Fred Ridgway

Personal information
- Full name: Frederick Ridgway
- Born: 10 August 1923 Stockport, Cheshire
- Died: 26 September 2015 (aged 92) Maidstone, Kent
- Batting: Right-handed
- Bowling: Right-arm fast-medium
- Role: Bowler

International information
- National side: England;
- Test debut (cap 365): 2 November 1951 v India
- Last Test: 6 February 1952 v India

Domestic team information
- 1946–1961: Kent
- 1951–1952: MCC

Career statistics
| Competition | Test | First-class |
| Matches | 5 | 341 |
| Runs scored | 49 | 4,081 |
| Batting average | 8.16 | 11.00 |
| 100s/50s | 0/0 | 0/9 |
| Top score | 24 | 94 |
| Balls bowled | 793 | 56,616 |
| Wickets | 7 | 1,069 |
| Bowling average | 54.14 | 23.74 |
| 5 wickets in innings | 0 | 41 |
| 10 wickets in match | 0 | 6 |
| Best bowling | 4/83 | 8/39 |
| Catches/stumpings | 3/– | 234/– |
- Source: CricInfo, 7 January 2009

= Fred Ridgway =

English cricketer

Frederick Ridgway (10 August 1923 – 26 September 2015) was an English professional cricketer who played in five Test matches for the England cricket team on the 1951–52 tour of India. Ridgway played county cricket as a fast bowler for Kent County Cricket Club between 1946 and 1961.

==Life and career==
Ridgway was born at Stockport in Cheshire on 10 August 1923. As a county cricketer, Ridgway, although not appearing a likely successful pace bowler because of his slight build, was the mainstay of Kent County Cricket Club's opening attack for a decade after World War II, except on the rare occasions that Jack Martin could get away from business. Ridgway did not play regularly in 1946, but the following year he jumped into prominence with 12 for 86 on a rain-affected pitch against Yorkshire.

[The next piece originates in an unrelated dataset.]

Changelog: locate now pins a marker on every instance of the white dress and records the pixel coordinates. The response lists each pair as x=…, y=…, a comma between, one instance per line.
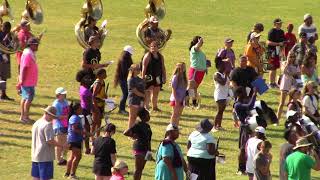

Though in 1948 he was badly affected by injury, 1949 proved to be Ridgway's best year, for he took 105 wickets for 22.88 runs each, which ranked him as the fourth-best pace bowler in the country after Bedser, Gladwin and Les Jackson. Ridgway's most notable performance was on the featherbed Trent Bridge wicket, where he took six for 79 in the first innings, and paved the way for an easy Kent victory. Apart from teammate Doug Wright in the second innings, no visiting bowler at Trent Bridge bettered those figures all year, but Ridgway's most notable feat that year was his striking consistency: with only one haul of eight or more in a match he still took 90 wickets in 20 county games. Moreover, playing against Sussex, Ridgway "shared in a record partnership of 161 for the ninth wicket" with Brian Edrich. This partnership, just under half the total of 379, was made in a losing cause.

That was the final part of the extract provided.